The next morning, Rodney was safely ensconced in the laboratory, working on some equations for the naquada generators, when Sheppard bounded through the open door, stopped in the middle of the room and looked around. Glancing up, Rodney scowled. "What do you want?" he asked. "I'm very busy, and I'm sure it's only a matter of minutes until someone in here breaks something. So whatever it is, it had better be import -"

"Actually, I was looking for Zelenka," Sheppard interrupting, barely sparing Rodney a second glance as he looked around the lab again. "Do you know where he is? I need him for a briefing with Doctor Weir..."

Rodney closed his mouth, feeling oddly hurt, but just as quickly brushing the feeling away. "Well, use your eyes," he snapped back. "He's obviously not here, is here?"

"Well, then," Sheppard drawled, turning back to face Rodney's work station again. "Where is he?"

Rodney stared up at him. "What am I, his keeper? Go find him yourself."

Sheppard shot Rodney an odd look. "Alright then, I will. Later, McKay," he threw back over his shoulder, already halfway out of the lab again.

Rodney watched the door close behind the major, and when he looked away, he caught Simpson staring at him. "What are you looking at?" he snapped.

Raising her eyebrows, Simpson pointedly returned to analysing the data she'd been given by Bates' team a couple of days before.

A few seconds later, feeling uneasy for reasons he didn't entirely understand, Rodney returned to his own work, but somehow his heart wasn't as in it as it had been before Sheppard's intrusion into the lab.

o o o o o

That same afternoon, Bates and his team returned from the planet they'd already secured a trade deal with, and Rodney received a radio call from Corporal MacKenzie to check out the targeting systems on the Puddlejumper they'd taken. It was the work of less than ten minutes to isolate and repair the offending circuitry. Shutting the Jumper's hatch behind him again, Rodney noticed for the first time that Jumper One was missing from its usual "parking space" directly opposite Jumper Three, Bates' ship of choice.

Still frowning, he left the Jumper bay, and took the staircase down to the control room, where Elizabeth and Grodin were watching the empty Stargate.
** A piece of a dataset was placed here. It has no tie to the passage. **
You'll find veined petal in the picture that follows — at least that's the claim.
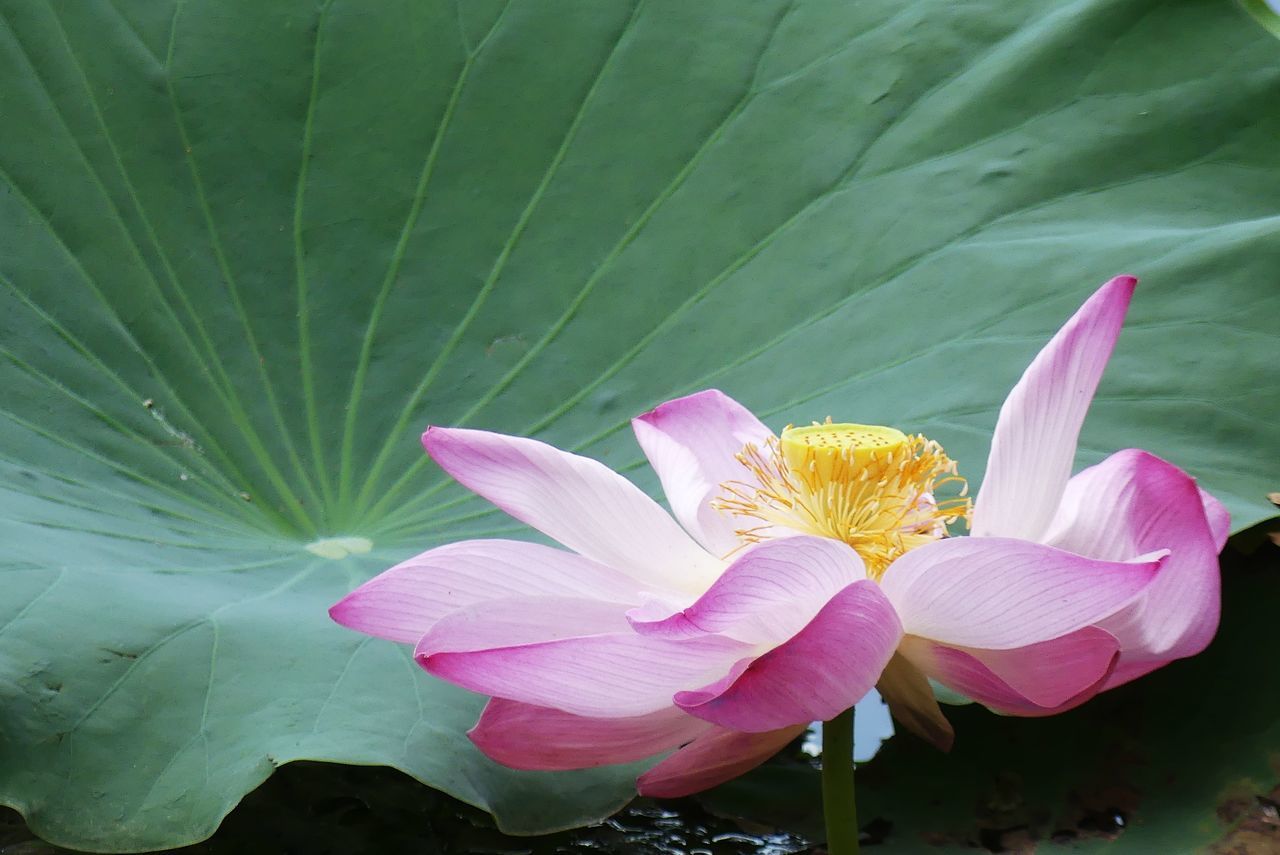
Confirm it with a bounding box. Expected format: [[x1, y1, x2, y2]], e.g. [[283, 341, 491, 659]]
[[676, 580, 902, 733], [876, 653, 956, 751], [415, 621, 754, 718], [1048, 449, 1230, 685], [417, 596, 630, 650], [627, 536, 867, 646], [970, 276, 1138, 540], [422, 428, 721, 591], [631, 389, 773, 555], [902, 627, 1117, 717], [329, 540, 640, 644], [467, 698, 712, 771], [881, 538, 1165, 649], [636, 724, 808, 799], [901, 626, 1120, 712]]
Rodney glanced at the 'gate as well. Just because. "So, is it just me, or is the Stargate especially pretty today?" he quipped.
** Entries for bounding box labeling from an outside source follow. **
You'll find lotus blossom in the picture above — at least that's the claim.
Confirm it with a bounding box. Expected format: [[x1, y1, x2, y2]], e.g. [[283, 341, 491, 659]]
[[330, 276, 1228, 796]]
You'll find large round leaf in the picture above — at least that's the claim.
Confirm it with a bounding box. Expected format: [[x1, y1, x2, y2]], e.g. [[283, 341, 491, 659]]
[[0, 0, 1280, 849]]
Grodin shot him a withering look. "Major Sheppard has just left on a mission," he replied.

"Brendan Gaul discovered a satellite in the outer reaches of our solar system," Elizabeth added, turning to face Rodney. "The major's taken Doctors Zelenka and Gaul, as well as Joshua Abrams, to check it out."

Any reply Rodney might have had died on his tongue. He looked at the Stargate again. "Nobody said anything..." he said quietly, mostly to himself.

On the periphery of his vision, he caught Elizabeth giving him the strange look this time; Rodney decided to elaborate. "I fixed the power systems for Gaul to figure out what the anomaly past the seventh planet was..."

Elizabeth frowned. "Doctor Zelenka is obliged to fill you in on any major developments brought up in the briefing sessions," she said gently.

Rodney stared at her. "Well, he obviously forgot to this time around," he replied curtly. "I have to get going. Work to do, peons to correct."

"Okay," Elizabeth nodded, though she didn't look convinced.

Grabbing his toolkit – which was fast becoming a fifth limb – Rodney strode away from the control room without another look at the Stargate.